L’inflation importée va empirer les chiffres de l’inflation globale en Tunisie. Le niveau de vie et le pouvoir d’achat s’éroder en conséquence, amenés à s’empirer dans le court terme. Les marchés commencent à manquer les produits de base. Les pénuries et les rationnements sont déjà perceptibles dans les souks et les grandes surfaces.
Le pays risque de ne pas pouvoir importer suffisamment de biens alimentaires de première nécessité. L’Ukraine et la Russie en guerre ne peuvent plus exporter facilement leurs céréales à la Tunisie.
La poussée vers la hausse de ces produits de première nécessité va gruger les réserves en devises et précariser davantage la capacité à importer et surtout à rembourser la dette.

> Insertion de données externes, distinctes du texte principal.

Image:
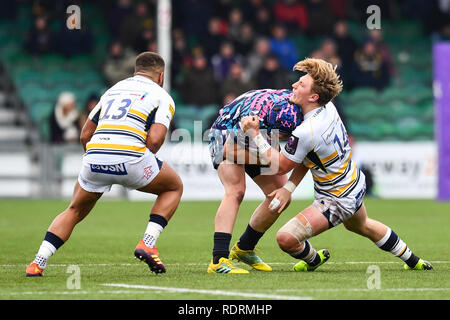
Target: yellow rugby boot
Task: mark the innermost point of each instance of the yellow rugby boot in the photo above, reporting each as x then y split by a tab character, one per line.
224	266
421	265
249	257
324	255
150	256
33	270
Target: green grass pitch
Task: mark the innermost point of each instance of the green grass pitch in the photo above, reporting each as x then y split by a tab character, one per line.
102	248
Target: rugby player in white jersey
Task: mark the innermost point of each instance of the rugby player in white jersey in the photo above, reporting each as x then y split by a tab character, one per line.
121	137
320	144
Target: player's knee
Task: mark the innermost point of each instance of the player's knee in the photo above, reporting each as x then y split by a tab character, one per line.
293	233
286	241
76	213
360	228
237	195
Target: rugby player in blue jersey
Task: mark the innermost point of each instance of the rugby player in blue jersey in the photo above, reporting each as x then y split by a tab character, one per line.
229	148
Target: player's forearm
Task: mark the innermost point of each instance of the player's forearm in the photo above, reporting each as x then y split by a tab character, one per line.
156	136
87	132
298	174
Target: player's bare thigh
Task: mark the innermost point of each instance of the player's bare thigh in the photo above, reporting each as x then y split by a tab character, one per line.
361	224
308	223
166	180
269	183
80	206
232	176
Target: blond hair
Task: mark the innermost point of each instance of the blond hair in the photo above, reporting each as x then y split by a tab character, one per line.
326	82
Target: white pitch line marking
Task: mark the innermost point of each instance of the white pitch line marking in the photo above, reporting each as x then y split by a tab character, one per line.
205	264
362	289
207	292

L’augmentation de l’inflation va pousser la banque centrale de Tunisie à hausser ses taux directeurs. Et cela risque de ruiner davantage l’investissement. De quoi tirer vers la baisse, le taux de croissance et les chances de sortie de crise. Si la tendance de la politique monétaire menée en Tunisie se maintient, le pays frôlera d’ici peu un taux directeur à deux chiffres (10-12%). Un tel taux donne le coup de grâce à l’investissement national et érodera la compétitivité des entreprises tunisiennes.
Les budgets de l’État tunisien déjà très déficitaires vont assumer une large partie de la facture. La facture énergétique sera colossale, l’essence, le diesel et le gaz sont des produits subventionnés. Les aliments de première nécessité (pain, couscous, huiles, sucres, etc.) sont aussi fortement subventionnés. Aucune marge de manœuvre n’est disponible pour supporter de telles augmentations imprévues dans le baudet de 2022.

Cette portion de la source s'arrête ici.